The United Nations Convention on the Rights of the Child (UNCROC) is an agreement by countries who have promised to protect children's rights and the most widely ratified treaty in the world. Two fundamental principles guiding the UNCROC, non-discrimination and participation for every child, ensure that children of refugee background are guaranteed the same rights as every other child, including an education that is inclusive and supportive of their culture, language, interests and strengths. This is not just a ‘nice to have’, it is their right.

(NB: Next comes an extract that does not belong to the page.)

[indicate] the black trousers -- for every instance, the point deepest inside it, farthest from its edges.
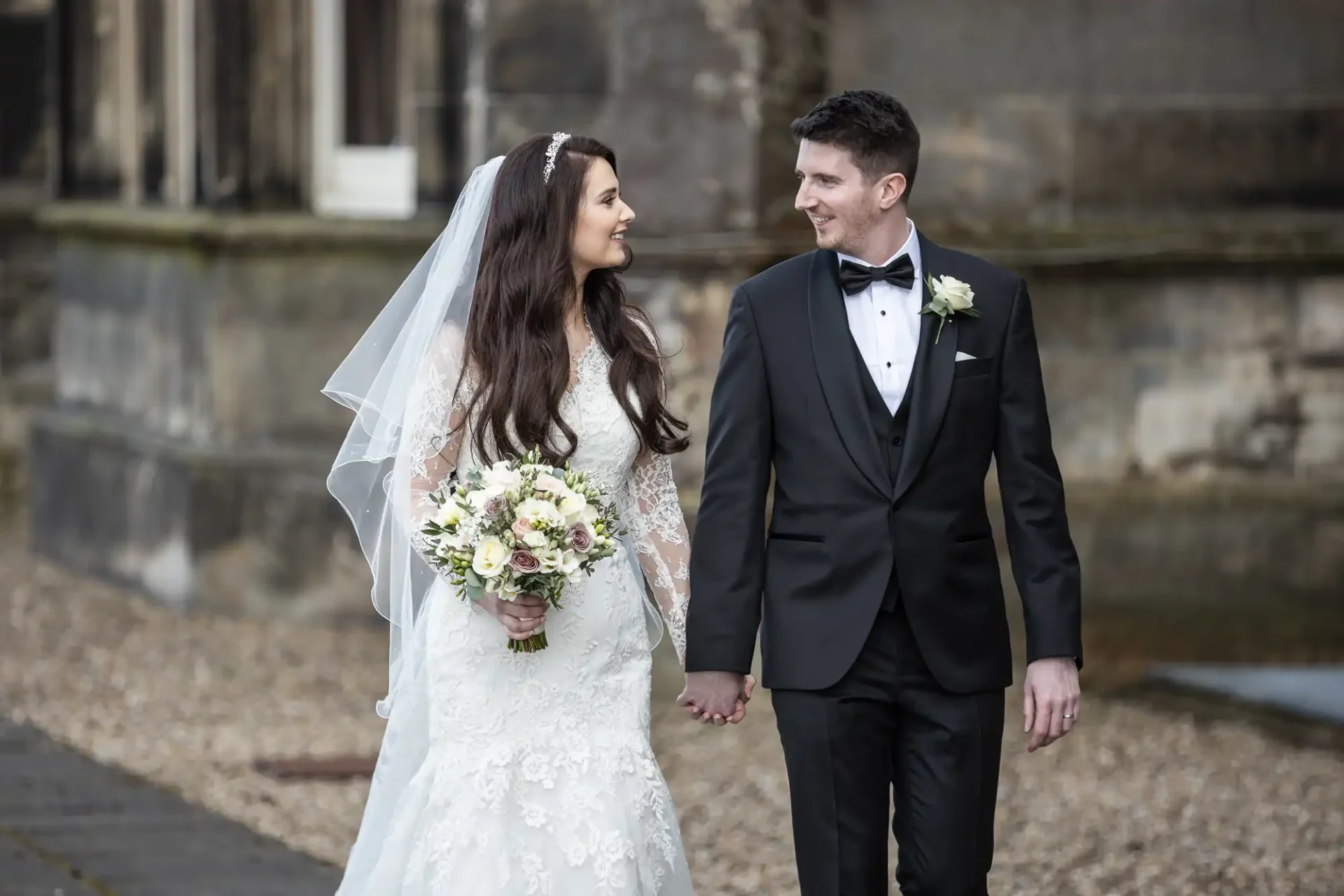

When working with students of refugee backgrounds, I encourage educators to learn about the country of origin and reasons behind refugees fleeing (use the internet – don’t ask directly or you may trigger trauma), ensure everyone pronounces their name correctly, and to be careful of generalisations and assumptions about refugees. Be flexible and understanding of a background you may not be aware of - let your student keep their hat on in class to hide a scar, or wear a non-uniform jacket that perhaps has helped them survive their journey across the world. If they question authority, remember that maybe they became the “man” of the household while only a child, and give them time to learn that they can safely be a child again. Leave pity behind and embrace admiration of resilience, respect and appreciation for the diversity they bring to the school community. Rather than having a unit studying “refugees”, study the concepts of journeys and movement, where all students have the opportunity to tell their stories if they feel comfortable. Read up about trauma triggers and realise how loud noises, uniforms and authority, questioning, movies and novels could be triggering for some students. Be kind, be understanding, be flexible. Chances are, if your school authentically embraces its existing diversity, you will already be supporting your former refugee students and the richness they bring to your community.
As I write this, I look up at a treasured picture stuck to my wall, from a former refugee student, of a meticulously drawn map of Aotearoa, with the words “I love New Zealand.” New Zealand loves you too.